Perhaps Covid-19 changes the calculus somewhat within national government about the merits of the current system. Perhaps the bogeyman of ‘left-wing local authorities’ no longer seems quite so potent. At the moment blame is moving steadily upwards. But if local authorities had a more significant role in supporting schools to open, to increase attendance, and to ensure that all local children were receiving learning, then we might have made more progress on these issues. The great advantage of a federal system of government is usually that local institutions can act as a check and balance against over-powerful national government. At the moment England needs a more federal education for the opposite reason; to fill the void. However, the other great strength of federalism is to facilitate innovation, often in response to local conditions, but also frequently in response to global challenges.

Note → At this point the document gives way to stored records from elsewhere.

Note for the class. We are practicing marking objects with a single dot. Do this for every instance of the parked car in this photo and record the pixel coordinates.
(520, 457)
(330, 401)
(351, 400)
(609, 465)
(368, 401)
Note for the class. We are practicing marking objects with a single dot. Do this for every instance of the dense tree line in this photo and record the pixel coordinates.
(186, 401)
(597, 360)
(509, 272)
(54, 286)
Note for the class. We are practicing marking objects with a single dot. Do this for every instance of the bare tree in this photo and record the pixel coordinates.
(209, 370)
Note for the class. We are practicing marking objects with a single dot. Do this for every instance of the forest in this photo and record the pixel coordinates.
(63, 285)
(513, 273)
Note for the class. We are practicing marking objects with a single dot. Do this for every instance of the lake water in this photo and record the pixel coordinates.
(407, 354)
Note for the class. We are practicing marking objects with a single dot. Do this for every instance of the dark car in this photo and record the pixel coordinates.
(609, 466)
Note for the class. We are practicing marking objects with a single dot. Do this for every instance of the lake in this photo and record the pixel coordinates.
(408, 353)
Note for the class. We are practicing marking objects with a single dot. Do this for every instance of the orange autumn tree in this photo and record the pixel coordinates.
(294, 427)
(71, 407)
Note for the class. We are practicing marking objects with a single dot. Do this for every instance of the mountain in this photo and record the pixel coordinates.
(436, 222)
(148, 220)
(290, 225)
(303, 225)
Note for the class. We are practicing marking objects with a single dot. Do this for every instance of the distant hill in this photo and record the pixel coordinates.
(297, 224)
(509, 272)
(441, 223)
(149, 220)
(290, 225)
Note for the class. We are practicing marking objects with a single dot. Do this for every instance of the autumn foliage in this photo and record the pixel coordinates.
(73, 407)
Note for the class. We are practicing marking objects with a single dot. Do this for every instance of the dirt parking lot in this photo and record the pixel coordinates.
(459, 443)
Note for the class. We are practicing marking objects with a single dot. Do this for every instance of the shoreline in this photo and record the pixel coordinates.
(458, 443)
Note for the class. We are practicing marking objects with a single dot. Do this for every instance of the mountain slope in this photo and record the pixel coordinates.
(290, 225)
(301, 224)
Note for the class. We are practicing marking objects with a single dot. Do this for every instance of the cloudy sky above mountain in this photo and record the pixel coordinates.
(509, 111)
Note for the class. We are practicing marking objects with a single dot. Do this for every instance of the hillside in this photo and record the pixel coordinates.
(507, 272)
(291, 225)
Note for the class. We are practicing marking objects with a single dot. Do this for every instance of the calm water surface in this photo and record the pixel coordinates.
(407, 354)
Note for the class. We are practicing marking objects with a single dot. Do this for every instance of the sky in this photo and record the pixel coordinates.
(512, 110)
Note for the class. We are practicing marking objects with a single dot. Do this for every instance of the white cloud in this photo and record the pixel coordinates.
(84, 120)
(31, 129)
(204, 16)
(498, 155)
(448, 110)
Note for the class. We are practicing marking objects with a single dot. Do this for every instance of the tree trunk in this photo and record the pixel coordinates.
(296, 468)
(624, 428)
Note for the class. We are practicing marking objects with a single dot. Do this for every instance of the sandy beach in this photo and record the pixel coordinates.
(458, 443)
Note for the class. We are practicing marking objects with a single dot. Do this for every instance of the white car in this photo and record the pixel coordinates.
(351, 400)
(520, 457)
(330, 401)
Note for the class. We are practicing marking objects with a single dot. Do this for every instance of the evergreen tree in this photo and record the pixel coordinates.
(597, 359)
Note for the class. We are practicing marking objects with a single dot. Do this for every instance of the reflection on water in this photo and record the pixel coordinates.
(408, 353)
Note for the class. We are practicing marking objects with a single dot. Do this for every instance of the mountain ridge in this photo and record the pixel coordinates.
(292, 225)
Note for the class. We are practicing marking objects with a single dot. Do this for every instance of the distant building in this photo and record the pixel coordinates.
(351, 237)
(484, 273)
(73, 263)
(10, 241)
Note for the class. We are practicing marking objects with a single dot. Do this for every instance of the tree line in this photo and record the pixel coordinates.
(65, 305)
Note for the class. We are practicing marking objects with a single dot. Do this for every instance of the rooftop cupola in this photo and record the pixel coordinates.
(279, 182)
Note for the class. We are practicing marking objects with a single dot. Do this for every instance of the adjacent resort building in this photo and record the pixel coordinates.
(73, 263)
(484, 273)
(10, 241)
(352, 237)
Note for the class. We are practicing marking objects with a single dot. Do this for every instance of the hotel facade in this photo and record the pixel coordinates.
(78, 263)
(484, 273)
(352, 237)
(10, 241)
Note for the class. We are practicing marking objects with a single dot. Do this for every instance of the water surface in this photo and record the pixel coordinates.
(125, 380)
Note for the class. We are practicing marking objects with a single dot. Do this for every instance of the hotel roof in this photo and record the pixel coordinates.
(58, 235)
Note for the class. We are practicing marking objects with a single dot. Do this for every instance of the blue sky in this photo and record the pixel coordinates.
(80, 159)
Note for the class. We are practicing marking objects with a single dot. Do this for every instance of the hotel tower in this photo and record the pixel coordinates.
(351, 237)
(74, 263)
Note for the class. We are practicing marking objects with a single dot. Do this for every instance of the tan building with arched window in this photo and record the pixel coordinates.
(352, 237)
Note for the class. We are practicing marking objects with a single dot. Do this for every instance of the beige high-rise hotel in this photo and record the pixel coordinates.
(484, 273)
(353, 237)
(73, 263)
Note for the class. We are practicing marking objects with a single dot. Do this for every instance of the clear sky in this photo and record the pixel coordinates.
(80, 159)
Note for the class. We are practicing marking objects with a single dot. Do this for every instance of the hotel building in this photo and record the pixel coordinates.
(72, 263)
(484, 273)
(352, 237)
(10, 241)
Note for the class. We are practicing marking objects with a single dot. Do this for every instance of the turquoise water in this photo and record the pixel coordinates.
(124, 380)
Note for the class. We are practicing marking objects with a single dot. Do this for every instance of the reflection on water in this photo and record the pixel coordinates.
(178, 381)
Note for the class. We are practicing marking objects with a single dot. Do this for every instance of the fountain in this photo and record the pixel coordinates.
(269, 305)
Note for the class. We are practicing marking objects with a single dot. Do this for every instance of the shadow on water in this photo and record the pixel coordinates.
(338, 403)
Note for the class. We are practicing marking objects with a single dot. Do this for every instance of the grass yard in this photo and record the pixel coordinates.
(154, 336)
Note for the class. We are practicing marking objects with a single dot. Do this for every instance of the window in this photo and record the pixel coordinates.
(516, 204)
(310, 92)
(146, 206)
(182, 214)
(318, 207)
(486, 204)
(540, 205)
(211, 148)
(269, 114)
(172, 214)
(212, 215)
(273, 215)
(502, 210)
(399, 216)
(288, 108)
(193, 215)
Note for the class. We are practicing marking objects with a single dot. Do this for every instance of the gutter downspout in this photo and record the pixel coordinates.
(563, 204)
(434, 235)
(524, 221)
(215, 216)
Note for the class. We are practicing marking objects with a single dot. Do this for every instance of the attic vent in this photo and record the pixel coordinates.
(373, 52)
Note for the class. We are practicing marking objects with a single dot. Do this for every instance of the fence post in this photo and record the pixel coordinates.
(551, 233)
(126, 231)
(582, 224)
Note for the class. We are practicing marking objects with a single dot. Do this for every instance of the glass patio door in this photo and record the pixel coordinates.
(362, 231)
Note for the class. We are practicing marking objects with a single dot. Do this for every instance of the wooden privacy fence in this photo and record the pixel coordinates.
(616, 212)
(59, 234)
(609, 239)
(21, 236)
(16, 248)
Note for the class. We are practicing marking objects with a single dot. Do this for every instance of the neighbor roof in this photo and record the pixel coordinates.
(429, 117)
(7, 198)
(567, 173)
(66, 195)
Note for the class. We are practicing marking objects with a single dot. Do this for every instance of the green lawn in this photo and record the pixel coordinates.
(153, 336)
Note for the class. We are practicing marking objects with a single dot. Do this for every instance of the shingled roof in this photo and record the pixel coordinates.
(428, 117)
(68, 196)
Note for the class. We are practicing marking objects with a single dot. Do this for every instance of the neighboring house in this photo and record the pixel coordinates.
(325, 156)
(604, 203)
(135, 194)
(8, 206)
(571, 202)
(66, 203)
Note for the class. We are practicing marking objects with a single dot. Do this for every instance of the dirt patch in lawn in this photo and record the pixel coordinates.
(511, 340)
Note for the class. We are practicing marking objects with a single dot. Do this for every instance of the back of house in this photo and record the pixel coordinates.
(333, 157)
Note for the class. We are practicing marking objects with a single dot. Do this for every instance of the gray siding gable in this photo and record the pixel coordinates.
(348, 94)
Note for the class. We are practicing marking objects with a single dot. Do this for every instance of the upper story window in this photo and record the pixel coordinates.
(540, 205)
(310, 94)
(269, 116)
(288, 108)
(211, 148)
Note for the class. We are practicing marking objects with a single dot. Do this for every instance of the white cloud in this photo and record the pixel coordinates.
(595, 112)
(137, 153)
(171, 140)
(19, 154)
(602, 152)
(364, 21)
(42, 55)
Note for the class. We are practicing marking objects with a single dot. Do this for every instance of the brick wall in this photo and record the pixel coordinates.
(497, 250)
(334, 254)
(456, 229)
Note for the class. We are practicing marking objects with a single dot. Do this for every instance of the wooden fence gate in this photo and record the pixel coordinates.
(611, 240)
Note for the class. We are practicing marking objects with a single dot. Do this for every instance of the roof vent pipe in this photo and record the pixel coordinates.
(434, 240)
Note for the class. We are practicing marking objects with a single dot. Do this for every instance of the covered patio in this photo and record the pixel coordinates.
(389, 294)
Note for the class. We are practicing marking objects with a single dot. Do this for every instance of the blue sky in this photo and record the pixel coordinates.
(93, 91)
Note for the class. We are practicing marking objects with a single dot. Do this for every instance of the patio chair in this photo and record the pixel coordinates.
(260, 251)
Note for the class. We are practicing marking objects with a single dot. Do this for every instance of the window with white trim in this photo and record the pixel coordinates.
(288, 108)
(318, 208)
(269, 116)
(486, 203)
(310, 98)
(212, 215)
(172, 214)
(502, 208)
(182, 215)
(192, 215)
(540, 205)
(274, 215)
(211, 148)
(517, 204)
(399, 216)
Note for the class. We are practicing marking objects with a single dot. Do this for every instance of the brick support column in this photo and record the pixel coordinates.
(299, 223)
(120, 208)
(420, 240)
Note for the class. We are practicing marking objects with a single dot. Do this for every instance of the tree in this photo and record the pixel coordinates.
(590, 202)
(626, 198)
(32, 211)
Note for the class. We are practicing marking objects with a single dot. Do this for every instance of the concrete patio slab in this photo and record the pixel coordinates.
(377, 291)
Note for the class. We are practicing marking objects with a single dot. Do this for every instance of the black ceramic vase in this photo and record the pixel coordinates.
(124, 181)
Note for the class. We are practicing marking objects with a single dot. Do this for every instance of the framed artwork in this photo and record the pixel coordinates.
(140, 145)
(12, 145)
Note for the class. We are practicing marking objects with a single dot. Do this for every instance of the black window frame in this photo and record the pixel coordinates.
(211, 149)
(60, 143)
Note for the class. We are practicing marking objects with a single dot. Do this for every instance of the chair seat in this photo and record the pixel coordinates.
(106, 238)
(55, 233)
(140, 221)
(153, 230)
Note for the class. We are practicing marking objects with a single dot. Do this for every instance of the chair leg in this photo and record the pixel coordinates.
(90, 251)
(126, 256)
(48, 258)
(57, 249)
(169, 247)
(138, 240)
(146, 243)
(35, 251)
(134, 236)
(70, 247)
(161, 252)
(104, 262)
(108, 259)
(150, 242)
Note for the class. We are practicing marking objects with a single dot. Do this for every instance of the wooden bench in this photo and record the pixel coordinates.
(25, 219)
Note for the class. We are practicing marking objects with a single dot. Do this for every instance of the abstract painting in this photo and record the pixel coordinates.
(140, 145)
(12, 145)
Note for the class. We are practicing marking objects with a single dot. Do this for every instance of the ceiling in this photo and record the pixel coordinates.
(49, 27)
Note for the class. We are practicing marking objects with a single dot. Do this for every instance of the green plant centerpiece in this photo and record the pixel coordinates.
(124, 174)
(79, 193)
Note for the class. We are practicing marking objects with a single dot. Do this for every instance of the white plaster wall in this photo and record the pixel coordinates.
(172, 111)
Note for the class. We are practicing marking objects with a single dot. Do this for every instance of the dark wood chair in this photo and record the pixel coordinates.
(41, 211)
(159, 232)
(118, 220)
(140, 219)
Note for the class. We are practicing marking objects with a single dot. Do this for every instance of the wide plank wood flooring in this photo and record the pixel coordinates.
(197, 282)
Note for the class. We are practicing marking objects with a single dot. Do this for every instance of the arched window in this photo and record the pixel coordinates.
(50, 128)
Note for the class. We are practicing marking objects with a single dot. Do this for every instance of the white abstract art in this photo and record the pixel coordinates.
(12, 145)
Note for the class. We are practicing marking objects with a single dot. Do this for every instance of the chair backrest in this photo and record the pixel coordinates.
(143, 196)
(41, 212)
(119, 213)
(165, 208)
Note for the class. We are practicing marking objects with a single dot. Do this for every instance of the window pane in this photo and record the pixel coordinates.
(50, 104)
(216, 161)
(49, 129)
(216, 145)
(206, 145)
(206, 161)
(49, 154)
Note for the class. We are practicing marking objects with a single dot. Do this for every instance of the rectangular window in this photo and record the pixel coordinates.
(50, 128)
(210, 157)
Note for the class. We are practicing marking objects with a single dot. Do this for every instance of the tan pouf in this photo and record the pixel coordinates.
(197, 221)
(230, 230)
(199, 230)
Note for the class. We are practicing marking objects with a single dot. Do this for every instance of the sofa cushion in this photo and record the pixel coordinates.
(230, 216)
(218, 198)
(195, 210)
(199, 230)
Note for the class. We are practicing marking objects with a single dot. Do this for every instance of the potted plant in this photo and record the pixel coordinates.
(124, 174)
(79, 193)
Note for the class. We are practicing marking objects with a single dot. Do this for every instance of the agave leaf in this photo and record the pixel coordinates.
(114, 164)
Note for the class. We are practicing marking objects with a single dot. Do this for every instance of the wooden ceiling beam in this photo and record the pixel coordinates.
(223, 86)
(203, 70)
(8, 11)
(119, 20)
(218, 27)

Covid-19 is far from a unique case. It is just one — albeit exceptionally compelling — driver of the need for rapid education system innovation at scale. We may face very different challenges with similar consequences in the near future, for example caused by changes in technology, or by the need to radically confront climate change, or by demographic, security or other social changes that are hard to anticipate. Responding at scale is not best done by an atomised system but by one with intermediate institutions, which can take advantage of specialisation, make professional interaction more productive and create economies of scale. This is true in other fields like health, advanced research and industrial policy for exactly the same reasons.

The rebuilding of intermediate institutions and a more federal system of education in England does not mean a return to local education authorities as they once were, let alone the nostalgic mirage of ‘de-academisation’. Multi-academy trusts and a high level of school autonomy are here to stay and that is a good thing. However, it does feel like we are at one end of the pendulum swing now. Covid-19 has forced innovation upon us. One of its unexpected effects may be a positive evolution of our education system.

Richard Brooks is a former Adviser at The Department for Education, and former Director of Strategy at Ofsted.